We passed from a toll and entered a city. There were skyscraper buildings, asphalted streets with traffic jams, busy people that sincerity was waving among them. I saw a bazaar under a bridge. There were women who were wearing comfortable clothes as men, working beside them. They were shopkeepers, sellers, and buyers. Some of the women were bosses and overseers and the men were working for them in their shops. There was no barrier between men and women. They were living together, without a sense of superiority.

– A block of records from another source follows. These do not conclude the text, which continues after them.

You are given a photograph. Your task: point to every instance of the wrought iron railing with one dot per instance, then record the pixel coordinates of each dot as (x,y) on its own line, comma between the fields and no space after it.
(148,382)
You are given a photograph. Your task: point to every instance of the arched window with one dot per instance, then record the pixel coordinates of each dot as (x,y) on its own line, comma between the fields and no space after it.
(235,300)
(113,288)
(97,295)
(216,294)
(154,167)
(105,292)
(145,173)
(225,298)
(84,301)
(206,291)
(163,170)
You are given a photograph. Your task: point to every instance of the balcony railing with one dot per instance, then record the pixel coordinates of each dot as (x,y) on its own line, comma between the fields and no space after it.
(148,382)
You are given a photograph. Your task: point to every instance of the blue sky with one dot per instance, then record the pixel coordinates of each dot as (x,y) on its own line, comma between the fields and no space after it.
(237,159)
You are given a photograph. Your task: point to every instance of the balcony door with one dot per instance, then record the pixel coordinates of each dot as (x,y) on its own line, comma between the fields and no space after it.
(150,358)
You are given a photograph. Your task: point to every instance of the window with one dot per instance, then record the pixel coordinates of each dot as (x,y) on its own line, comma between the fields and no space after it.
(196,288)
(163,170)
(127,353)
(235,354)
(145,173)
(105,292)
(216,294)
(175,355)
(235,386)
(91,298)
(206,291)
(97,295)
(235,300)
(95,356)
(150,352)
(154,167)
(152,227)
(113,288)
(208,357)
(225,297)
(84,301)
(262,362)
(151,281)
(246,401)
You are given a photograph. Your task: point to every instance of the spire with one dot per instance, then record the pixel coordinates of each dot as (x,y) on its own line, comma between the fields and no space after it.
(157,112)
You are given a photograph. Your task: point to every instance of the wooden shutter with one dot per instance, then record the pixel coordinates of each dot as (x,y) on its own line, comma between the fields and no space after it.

I was keen to know where I was, I was overwhelmed in my dreams. Hot weather was blowing on my face, reminding me of the tiredness of the whole way, but I was ignoring it to enjoy beauty to the fullest when Montazer broke all down calling me. “Where are you?”
I was explaining my location with full excitement to him. After a few minutes, we arrived in a parking lot underground. The driver parked the car in a corner near a low height wall, which had made a big window without a frame. The window had been faced to a valley. The valley was covered by trees and a river had been crossing from the middle. Its beauty was reminding me of the beauties of Afghanistan’s valleys, but, most of the valleys in Afghanistan are surrounded by a series of large rocky hills.
My family and I had reunited again. Hamza was cuddling his mother, Banin was hugging Maman and I took Maysam near to the window to get some fresh air.
The weather was hot, I could hear machines’ sounds from above. It was like the mountains set foot and started moving, and the sound of their footsteps was spread all over the city and the screams of the people had covered the whole underground.
Hamza and Maysam were walking and playing around. A moment later, they came crying to take them to the amusement park, showing the advertising boards.
The way to the washroom was crowded. There were restaurants, cafeterias and small shops selling fresh fruit juice. The families, couples, and school students who had worn school uniforms had come together and they were busy with shopping, having lollipops to their hands.
In the washroom, I saw my face in the mirror. It had taken on a sick shape due to the intensity of fatigue and insomnia. My lips were dry and pale. I was feeling like even a drop of blood was not running down my body. At that moment Banin called me. I washed my face, tied a bit tighter my long hair which had been annoying me the whole way, fixed my scarf next to the mirror, and turned back to the car.
Sumaya Nilab is an Afghan writer currently based in Bogor, Indonesia. She is a teacher in the refugee community and her writing focuses on her life story.